Mike and I were savoring a coffee at one of Historic Waynesville’s ‘café-cum-curio’ boutiques when I asked him how he thought this gal might describe the OPPOSITE of her painful – but alive times.  He offered that maybe she lived depressed in the Ecclesiastes-type sense (Life is meaningless, even and ESPECIALLY after you’ve tasted all of Life’s goodies).  And that pain (perhaps she’s a cutter??) is welcome in the midst of the numbness of depression.

These reflections on pain, aliveness & deadness nestled themselves in the midst of some recent thoughts on ‘blah-ness’.

I’m a peppy, perky optimist 95 % of the time, but the other day I was feeling blah.  Zero perkiness as in “I’m excited about XYZ!”  I wasn’t excited about ANYTHING.

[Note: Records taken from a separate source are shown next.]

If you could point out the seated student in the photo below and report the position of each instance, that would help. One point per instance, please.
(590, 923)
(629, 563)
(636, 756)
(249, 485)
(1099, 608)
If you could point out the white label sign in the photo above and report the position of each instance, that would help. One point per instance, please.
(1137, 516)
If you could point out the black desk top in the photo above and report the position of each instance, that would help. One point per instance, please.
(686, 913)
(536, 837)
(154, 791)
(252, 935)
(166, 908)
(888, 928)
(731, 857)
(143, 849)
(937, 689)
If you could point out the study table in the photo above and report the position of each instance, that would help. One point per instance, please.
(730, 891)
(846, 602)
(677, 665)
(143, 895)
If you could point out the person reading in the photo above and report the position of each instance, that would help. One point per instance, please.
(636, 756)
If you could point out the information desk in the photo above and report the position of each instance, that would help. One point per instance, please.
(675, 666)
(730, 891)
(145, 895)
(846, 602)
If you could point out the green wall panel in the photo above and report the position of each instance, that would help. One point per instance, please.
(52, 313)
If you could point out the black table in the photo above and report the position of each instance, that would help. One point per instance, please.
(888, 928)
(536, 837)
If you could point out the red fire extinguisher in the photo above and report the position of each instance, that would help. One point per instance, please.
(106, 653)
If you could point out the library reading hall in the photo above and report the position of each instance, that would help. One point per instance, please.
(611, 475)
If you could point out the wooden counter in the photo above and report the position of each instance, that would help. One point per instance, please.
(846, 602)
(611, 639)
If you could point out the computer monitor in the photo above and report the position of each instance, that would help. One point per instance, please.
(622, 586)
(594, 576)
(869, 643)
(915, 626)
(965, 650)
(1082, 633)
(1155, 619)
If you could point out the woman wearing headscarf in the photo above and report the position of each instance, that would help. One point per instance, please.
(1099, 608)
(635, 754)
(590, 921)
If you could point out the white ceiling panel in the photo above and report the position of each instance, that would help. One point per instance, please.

But, God be praised, because of some readings that the Holy Spirit has led me through in recent years, I was able quickly to remember and apply one of CS Lewis’ philosophies:

“The Christian says, ‘Creatures are not born with desires unless satisfaction for those desires exists. A baby feels hunger: well, there is such a thing as food. A duckling wants to swim: well, there is such a thing as water. Men feel sexual desire: well, there is such a thing as sex. If I find in myself a desire which no experience in this world can satisfy, the most probable explanation is that I was made for another world. If none of my earthly pleasures satisfy it, that does not prove that the universe is a fraud. Probably earthly pleasures were never meant to satisfy it, but only to arouse it, to suggest the real thing. If that is so, I must take care, on the one hand, never to despise, or to be unthankful for, these earthly blessings, and on the other, never to mistake them for the something else of which they are only a kind of copy, or echo, or mirage. I must keep alive in myself the desire for my true country, which I shall not find till after death; I must never let it get snowed under or turned aside; I must make it the main object of life to press on to that country and to help others to do the same.”
C.S. Lewis, Mere Christianity

When the blahs DO strike, we can console ourselves with the truth that SOON, we will be in a land where there are NO blahs.

In other words, there is NO need to be depressed about feeling depressed.  It’s part and parcel of living in a physically and morally fallen world. Our mental state is more connected to our physical condition than we acknowledge:

  • How did I sleep last night?
  • Do I feel fat this morning?
  • Am I constipated?
  • Am I worried about a twinge or a growing mole?

Our mental state is ALSO influenced by many temporary circumstances:

  • Will we be able to pay our bills?
  • What if our cat Leia doesn’t get better?
  • What if my new job is more demanding than I have anticipated?
  • What if Mike can’t find any paying clients?

Only by talking to ourselves and re-membering / re-hearsing / re-peating God’s truths can we hold on to the correct perspective so we can value the permanent and hold the temporary more loosely.

And the good news is that those moments when we DO feel alive/hopeful/ excited, they are VERY real fore-tastes of life to come.  They’re not meant to taunt us but to reassure us and make us long all the more for eternal life with the happy triune God.